I have a question about running perfect foresight simulations in Dynare when studying a fiscal consolidation that is implemented via an exogenous shock path rather than through a fiscal feedback rule.

In my stochastic model, I include a fiscal rule (e.g., taxes responding to deviations of debt from steady state) to ensure debt stationarity and satisfy the BK conditions.

However, for a deterministic policy experiment, I want to:

  • Start from a higher debt level than steady state,
  • Impose a consolidation path using a sequence of shocks (e.g., higher taxes or lower spending),
  • Simulate the transition under perfect foresight,
  • Without relying on a fiscal feedback rule (i.e., setting the feedback parameter to zero).

My first question is:

In a perfect foresight setup, is it acceptable to shut down the fiscal rule and model consolidation purely through a pre-specified shock path, provided that the imposed policy path ensures debt eventually stabilizes? Or does Dynare still require an active fiscal feedback rule in the model to guarantee transversality and solvability?

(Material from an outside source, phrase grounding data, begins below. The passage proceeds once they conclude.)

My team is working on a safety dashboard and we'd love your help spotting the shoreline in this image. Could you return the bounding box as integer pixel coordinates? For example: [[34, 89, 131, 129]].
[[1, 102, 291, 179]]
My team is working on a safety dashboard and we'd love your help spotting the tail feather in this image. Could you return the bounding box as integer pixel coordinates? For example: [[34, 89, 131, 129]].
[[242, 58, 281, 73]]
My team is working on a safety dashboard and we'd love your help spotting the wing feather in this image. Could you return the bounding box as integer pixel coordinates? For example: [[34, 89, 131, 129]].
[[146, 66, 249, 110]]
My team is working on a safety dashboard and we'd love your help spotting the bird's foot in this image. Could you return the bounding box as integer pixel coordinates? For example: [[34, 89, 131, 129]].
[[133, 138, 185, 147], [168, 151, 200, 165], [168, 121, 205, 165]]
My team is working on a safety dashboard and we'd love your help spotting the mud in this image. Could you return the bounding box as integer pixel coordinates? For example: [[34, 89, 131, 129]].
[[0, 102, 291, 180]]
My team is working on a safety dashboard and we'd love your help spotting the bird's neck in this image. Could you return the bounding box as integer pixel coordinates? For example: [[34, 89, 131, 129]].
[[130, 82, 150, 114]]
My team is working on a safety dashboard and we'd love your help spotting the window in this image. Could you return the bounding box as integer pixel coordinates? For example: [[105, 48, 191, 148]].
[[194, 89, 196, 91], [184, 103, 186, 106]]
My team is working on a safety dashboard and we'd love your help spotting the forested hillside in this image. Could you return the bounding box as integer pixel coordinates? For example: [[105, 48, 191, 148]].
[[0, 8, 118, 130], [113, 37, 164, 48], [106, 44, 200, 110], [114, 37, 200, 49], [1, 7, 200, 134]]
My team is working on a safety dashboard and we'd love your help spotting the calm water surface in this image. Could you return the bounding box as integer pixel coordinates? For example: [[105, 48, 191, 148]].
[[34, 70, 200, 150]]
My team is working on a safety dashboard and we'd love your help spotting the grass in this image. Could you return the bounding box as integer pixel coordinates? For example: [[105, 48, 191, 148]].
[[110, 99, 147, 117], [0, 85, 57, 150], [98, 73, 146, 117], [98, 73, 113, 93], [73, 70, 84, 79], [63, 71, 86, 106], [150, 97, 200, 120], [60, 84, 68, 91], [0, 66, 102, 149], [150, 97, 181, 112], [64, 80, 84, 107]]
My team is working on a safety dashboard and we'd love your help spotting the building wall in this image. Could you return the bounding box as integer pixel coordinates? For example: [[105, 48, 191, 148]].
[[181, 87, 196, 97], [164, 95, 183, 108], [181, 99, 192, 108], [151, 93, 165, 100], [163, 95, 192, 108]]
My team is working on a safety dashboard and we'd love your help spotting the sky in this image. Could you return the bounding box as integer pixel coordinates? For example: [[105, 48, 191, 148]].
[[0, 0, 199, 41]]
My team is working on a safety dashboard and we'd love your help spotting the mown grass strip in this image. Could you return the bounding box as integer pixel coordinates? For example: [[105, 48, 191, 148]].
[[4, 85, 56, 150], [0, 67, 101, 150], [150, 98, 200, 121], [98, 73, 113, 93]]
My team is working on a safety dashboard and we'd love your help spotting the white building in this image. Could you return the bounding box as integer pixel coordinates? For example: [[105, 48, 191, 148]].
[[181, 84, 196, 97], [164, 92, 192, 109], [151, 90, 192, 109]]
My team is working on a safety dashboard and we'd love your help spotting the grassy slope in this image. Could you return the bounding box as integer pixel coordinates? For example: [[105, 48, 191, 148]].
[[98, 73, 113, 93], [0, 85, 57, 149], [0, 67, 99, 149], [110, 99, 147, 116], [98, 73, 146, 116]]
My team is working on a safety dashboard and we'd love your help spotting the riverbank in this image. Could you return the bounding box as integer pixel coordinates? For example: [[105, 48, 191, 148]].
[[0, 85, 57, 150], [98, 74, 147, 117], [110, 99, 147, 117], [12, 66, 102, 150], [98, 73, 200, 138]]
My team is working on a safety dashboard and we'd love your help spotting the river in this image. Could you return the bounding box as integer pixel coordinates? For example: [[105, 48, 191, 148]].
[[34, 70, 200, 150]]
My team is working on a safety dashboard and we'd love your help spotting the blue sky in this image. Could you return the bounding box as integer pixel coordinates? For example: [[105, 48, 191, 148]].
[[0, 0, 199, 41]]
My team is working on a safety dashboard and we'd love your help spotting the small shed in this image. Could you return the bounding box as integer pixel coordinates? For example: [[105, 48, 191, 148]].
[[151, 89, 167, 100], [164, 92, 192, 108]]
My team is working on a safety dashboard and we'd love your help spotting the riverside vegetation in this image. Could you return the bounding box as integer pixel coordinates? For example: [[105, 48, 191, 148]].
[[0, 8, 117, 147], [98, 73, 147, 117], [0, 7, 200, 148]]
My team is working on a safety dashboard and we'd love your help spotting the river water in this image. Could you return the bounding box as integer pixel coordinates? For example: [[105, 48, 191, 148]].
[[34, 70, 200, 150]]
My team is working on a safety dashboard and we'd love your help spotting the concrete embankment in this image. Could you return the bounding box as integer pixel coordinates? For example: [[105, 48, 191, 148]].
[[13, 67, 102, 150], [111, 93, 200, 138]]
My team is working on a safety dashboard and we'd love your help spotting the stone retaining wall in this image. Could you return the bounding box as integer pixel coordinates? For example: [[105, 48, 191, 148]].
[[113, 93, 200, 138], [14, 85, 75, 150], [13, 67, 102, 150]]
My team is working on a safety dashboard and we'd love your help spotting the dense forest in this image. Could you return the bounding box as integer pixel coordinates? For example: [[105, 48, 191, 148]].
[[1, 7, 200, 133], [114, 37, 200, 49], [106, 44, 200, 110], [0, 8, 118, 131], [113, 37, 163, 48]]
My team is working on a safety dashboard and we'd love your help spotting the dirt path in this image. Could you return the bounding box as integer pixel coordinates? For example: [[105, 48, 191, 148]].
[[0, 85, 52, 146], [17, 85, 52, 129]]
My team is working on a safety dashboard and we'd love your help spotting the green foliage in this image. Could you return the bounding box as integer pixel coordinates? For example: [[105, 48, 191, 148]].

Related to this, I also have a question about estimation:

When the fiscal rule is shut down, the stochastic version of the model does not satisfy the BK conditions and estimation fails. Does this mean that:

  • The model should be estimated with the fiscal rule in place (to ensure determinacy),
  • And then deterministic consolidation experiments can be run separately (possibly shutting down the rule)?

Or is the standard practice to keep the fiscal rule active both for estimation and for perfect foresight simulations?

More generally, what is best practice when one wants to estimate a model with a stabilizing fiscal rule, but run deterministic policy experiments that are implemented via exogenous shock paths rather than via that rule?

Thank you very much for any guidance.